Furto al porto di Punta Secca. Due barche recuperate in mare

Sono state ritrovate al largo le due barche trafugate dal porticciolo di Punta Secca. Una delle due imbarcazioni è stata rinvenuta nello specchio di mare di Licata, trascinata dalla corrente, l’altra, è stata recuperata di fronte la spiaggia del Palmento a poche centinaia di metri dal porticciolo. Un episodio che ha destato parecchia preoccupazione tra i soci del circolo nautico e su cui indagano i Carabinieri e la Capitaneria di porto che ha acquisito le immagini dell’impianto di videosorveglianza. “Si tratta di un episodio strano dalla difficile chiave di lettura – spiega il presidente del circolo nautico Punta Secca, Salvatore Piccitto -. Le barche non sono state danneggiate e neppure utilizzate per brevi spostamenti. Forze un atto dimostrativo da parte di qualcuno che, nascosto sotto acqua, ha voluto tirare fuori dal porto le barche ormeggiate. Per questa ragione dice ancora Piccitto – abbiamo convocato un vertice con i tutti soci del circolo per fare il punto della situazione e rafforzare, ove necessario, i dispositivi di sicurezza”. Il porticciolo è dotato di un impianto di videosorveglianza col quale ogni socio, da casa, può controllare la propria imbarcazione. Il progetto complessivo per il rifacimento della massicciata del porticciolo attende il finanziamento. “Da soli, con le risorse dei soci, non possiamo affrontare un costo così oneroso – aggiunge Piccitto -. Servono finanziamenti comunitari per ridare lustro ad una struttura importante per la nostra piccola comunità”.

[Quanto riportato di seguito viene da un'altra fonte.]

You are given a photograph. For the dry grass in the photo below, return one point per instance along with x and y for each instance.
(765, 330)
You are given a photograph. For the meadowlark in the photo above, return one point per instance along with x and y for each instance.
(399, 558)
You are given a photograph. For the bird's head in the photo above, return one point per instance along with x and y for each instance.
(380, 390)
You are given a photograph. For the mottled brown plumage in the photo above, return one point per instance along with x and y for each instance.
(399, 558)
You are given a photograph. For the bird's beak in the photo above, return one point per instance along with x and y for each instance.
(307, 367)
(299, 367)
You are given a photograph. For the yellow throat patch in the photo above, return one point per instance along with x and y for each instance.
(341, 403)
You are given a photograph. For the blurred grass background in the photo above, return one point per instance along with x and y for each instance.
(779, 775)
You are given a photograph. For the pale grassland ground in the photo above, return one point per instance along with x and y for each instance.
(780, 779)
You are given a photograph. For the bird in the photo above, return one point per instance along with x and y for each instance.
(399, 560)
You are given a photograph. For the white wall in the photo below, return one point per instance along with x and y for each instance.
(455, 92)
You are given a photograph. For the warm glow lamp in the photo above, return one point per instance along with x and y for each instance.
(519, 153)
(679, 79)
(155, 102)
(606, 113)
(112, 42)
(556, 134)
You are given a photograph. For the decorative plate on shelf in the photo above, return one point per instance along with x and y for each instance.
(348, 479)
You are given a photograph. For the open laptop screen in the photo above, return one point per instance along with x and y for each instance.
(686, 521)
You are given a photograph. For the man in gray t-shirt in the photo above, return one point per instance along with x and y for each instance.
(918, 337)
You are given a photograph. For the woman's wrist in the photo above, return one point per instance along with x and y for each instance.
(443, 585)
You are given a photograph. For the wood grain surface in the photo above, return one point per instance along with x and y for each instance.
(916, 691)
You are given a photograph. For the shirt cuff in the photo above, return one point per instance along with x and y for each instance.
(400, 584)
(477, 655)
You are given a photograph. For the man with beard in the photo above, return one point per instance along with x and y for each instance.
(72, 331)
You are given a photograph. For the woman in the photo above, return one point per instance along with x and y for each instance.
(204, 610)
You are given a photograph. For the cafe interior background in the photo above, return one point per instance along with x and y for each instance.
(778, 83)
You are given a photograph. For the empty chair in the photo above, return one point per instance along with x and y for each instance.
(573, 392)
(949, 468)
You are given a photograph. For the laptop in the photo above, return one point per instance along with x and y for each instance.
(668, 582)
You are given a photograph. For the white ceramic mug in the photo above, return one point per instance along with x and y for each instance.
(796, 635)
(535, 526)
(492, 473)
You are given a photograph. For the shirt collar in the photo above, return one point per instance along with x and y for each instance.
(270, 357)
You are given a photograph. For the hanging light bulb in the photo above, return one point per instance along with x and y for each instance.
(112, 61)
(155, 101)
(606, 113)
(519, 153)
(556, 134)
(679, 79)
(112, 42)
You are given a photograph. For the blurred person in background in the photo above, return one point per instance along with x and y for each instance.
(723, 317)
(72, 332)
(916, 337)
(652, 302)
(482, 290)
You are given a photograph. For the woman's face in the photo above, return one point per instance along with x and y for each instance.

Teneva la droga nel cruscotto. Arrestato a Scoglitti un giardiniere incensurato

All’interno di un borsello in pelle riposto nel cruscotto della sua macchina un ventenne vittoriese celava 8 stecche e altri piccoli frammenti di hashish. Per questa ragione il giovane, giardiniere incensurato, è stato arrestato martedì a Scoglitti dai carabinieri della locale stazione. Il soggetto è stato fermato da un posto di blocco in via Taranto. I militari hanno subito notato il nervosismo del soggetto fermato e hanno proceduto alla perquisizione dell’auto. Durante il controllo, oltre alle stecche di hashish, all’interno del portabagagli sono stati rinvenuti dei semi di piante di marijuana. I carabinieri hanno poi perquisito la casa del ragazzo, dove hanno riscontrato la presenza di un bilancino di precisione, un coltello con la lama intrisa di stupefacente e una vaschetta con la torba per la coltivazione dei semi.